What this doesn't prove: How well function-based semantic keys hold up on real agent output where:

  • Function extraction is messier (complex codebases, nested functions, language quirks)
  • Line numbers shift unpredictably (rebases, force-pushes, large refactors)
  • Agent rephrases findings between rounds (LLM non-determinism)
  • Edge cases occur (renames, code movement, file splits)

Next Steps for Production Validation

To validate readiness for production integration, the experiment needs real data testing:

  1. Pull actual agent output from GitHub Actions artifacts on the reference issues:

    • #1500 - 85% repetition rate
    • #1013 - Same finding 6x
    • #2794 - Identical protected-path comments
    • #1552 - No context passed
  2. Measure actual dedup rates on real review iterations:

    • What % of duplicates did semantic keys catch?
    • What % were missed due to line shifts, function renames, or rephrasing?
    • What edge cases broke the matching logic?
  3. Document findings with specific metrics:

    • What % of duplicates did the keys catch?
    • What edge cases broke the matching logic?
    • Did it hold? Where did it break? What surprised us?

Current Assessment

Architecture: Ready for integration - the design is sound and the implementation is clean.
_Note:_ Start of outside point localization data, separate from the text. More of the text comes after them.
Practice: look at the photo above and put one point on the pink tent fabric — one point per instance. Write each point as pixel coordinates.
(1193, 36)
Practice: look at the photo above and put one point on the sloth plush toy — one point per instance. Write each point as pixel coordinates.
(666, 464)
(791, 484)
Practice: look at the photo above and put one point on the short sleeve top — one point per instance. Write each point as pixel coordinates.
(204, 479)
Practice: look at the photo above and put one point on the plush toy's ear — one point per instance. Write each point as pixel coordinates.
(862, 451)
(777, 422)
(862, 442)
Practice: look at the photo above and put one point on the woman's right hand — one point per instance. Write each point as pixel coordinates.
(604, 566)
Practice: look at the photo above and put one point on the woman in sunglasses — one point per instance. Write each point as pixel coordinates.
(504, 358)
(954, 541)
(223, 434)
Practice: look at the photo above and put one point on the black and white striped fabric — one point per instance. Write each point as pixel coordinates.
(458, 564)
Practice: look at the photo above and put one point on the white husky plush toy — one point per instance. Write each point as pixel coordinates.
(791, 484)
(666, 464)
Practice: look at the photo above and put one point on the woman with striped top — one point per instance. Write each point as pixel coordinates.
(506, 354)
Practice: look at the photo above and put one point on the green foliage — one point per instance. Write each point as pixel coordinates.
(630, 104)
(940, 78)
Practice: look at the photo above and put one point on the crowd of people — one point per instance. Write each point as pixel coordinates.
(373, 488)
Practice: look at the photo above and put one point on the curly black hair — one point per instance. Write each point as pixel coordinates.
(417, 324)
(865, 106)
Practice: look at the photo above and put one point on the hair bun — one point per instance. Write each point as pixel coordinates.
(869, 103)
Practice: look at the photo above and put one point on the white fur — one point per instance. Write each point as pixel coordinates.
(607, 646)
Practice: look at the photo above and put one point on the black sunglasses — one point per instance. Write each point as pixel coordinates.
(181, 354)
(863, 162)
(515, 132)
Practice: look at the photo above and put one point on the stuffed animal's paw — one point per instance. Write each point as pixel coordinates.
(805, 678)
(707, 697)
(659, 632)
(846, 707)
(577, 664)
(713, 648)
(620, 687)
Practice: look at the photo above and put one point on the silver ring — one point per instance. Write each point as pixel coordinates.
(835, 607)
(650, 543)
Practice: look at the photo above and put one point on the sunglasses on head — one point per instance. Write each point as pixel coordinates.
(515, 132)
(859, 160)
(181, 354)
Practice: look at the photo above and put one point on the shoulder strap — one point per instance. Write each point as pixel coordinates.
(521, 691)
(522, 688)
Deduplication accuracy: Needs real-world validation before production use. The 100% success rate on synthetic data validates the mechanism works, but doesn't yet prove it handles the messy reality of production code reviews.

Recommendation: Run real data validation to measure actual dedup rates and identify edge cases before committing to SQLite cache as the production solution.